Benefits of Data Deduplication

Data deduplication provides several benefits that can directly impact how smoothly your digital infrastructure functions and how you use your resources. Data plays a significant role in the amount of space available in your system and how consistently your network or computer can access the data it needs to perform essential functions. 

For example, data deduplication enables you to do the following:

Achieve More Backup Capacity

By getting rid of redundant data within a backup system, you free up space that you can use for future backups. Because duplicate data can add up over time, you may not even realize how much space you can reclaim until you have gone through the deduplication process.
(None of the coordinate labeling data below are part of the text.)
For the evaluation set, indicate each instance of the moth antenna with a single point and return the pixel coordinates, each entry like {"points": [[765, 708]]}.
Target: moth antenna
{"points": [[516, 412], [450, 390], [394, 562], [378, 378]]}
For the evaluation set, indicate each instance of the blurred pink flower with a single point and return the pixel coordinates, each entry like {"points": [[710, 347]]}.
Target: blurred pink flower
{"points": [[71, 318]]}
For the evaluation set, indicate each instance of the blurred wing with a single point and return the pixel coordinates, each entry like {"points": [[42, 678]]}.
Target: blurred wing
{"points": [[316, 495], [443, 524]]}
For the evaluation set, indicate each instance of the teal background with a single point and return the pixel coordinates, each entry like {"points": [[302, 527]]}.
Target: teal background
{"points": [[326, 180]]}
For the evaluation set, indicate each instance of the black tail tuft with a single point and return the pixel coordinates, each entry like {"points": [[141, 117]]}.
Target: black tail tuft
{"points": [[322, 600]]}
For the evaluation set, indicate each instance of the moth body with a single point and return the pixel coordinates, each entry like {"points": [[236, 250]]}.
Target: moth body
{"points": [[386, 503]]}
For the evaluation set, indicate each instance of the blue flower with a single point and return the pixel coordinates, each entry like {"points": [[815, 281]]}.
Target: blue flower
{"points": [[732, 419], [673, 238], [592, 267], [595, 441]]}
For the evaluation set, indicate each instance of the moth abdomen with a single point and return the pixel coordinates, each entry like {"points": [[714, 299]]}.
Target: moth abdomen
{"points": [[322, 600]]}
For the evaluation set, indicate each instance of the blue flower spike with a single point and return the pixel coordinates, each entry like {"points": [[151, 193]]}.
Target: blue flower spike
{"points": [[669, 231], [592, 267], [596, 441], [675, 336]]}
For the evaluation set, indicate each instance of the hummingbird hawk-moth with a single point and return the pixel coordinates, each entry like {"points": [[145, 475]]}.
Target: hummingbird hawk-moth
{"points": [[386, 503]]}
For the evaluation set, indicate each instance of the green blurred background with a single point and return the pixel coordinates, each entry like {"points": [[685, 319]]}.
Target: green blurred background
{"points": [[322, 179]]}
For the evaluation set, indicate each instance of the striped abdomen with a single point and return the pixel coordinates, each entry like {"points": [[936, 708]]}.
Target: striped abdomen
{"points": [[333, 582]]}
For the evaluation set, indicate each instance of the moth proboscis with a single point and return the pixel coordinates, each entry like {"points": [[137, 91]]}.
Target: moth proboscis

Retain Data for Longer Periods of Time

When you reclaim free space as a result of deduplication, you get to store data longer in your backup system. Many backup processes involve getting rid of older data to make room for newer, potentially more relevant data. With deduplication, your system does not have to get rid of the older data as frequently because there is less need to free up space.

Verify the Integrity of Backup Data

As you execute the deduplication process in a backup system, you compare stored data with the data it is supposed to emulate. The objective is for the backup data to match the primary data your systems depend on—but without being unnecessarily redundant. In the context of this data deduplication meaning, you get a thorough examination of the backup data versus what you need to back up. Consequently, you get an additional set of checks and balances that can be used to verify the integrity of your data.

Is Data Deduplication Safe?

Data deduplication can be safe as long as certain vulnerabilities and weaknesses are accounted for. Some of these include:

  1. The integrity of the file system: With some solutions, a file system is used to run the process. This file system needs to be shielded from viruses and other threats using a solution like a next-generation firewall (NGFW), for example.
  2. The integrity of the index: The various pointers that tell the system to reference the original data where the copy used to be are kept within an index. This index needs to be protected from corruption.
  3. In-place upgrades: You have to ensure your deduplication system still functions after software or hardware gets updated. Otherwise, the deduplication process may not work well with the updated version of the software or hardware.
  4. Many systems still require a tape backup: As you accumulate more and more data, older data may bog down your system—even with a deduplication system in place. At this point, it would still be advisable to store older files on a tape-based system.

How Fortinet Can Help?

Fortinet has partnered with Keysight Technologies to provide a flexible data deduplication system, as well as an in-depth security structure. The data gets sent through Ixia’s visibility solutions that examine packets of data as they move through the network. The data then gets sent to network packet brokers (NPBs) that are responsible for processing the data. At this point, the data goes through deduplication. 

Also, any unnecessary header information or packets can be removed from the data. The data then gets forwarded to a FortiGate NGFW that analyzes it according to the organization’s security needs. In this way, Ixia’s solution is able to reduce the workload of a FortiGate or another Fortinet device, ensuring it is not wasting compute power on inspecting duplicate data.

FAQs

What Is data deduplication?

Data deduplication is the removal of duplicate data in a way that maintains the integrity of the system, as well as the functioning of applications dependent on the data being cleaned.

How does data deduplication work?

Data deduplication solutions search for duplicates of data using different methods, and then delete them.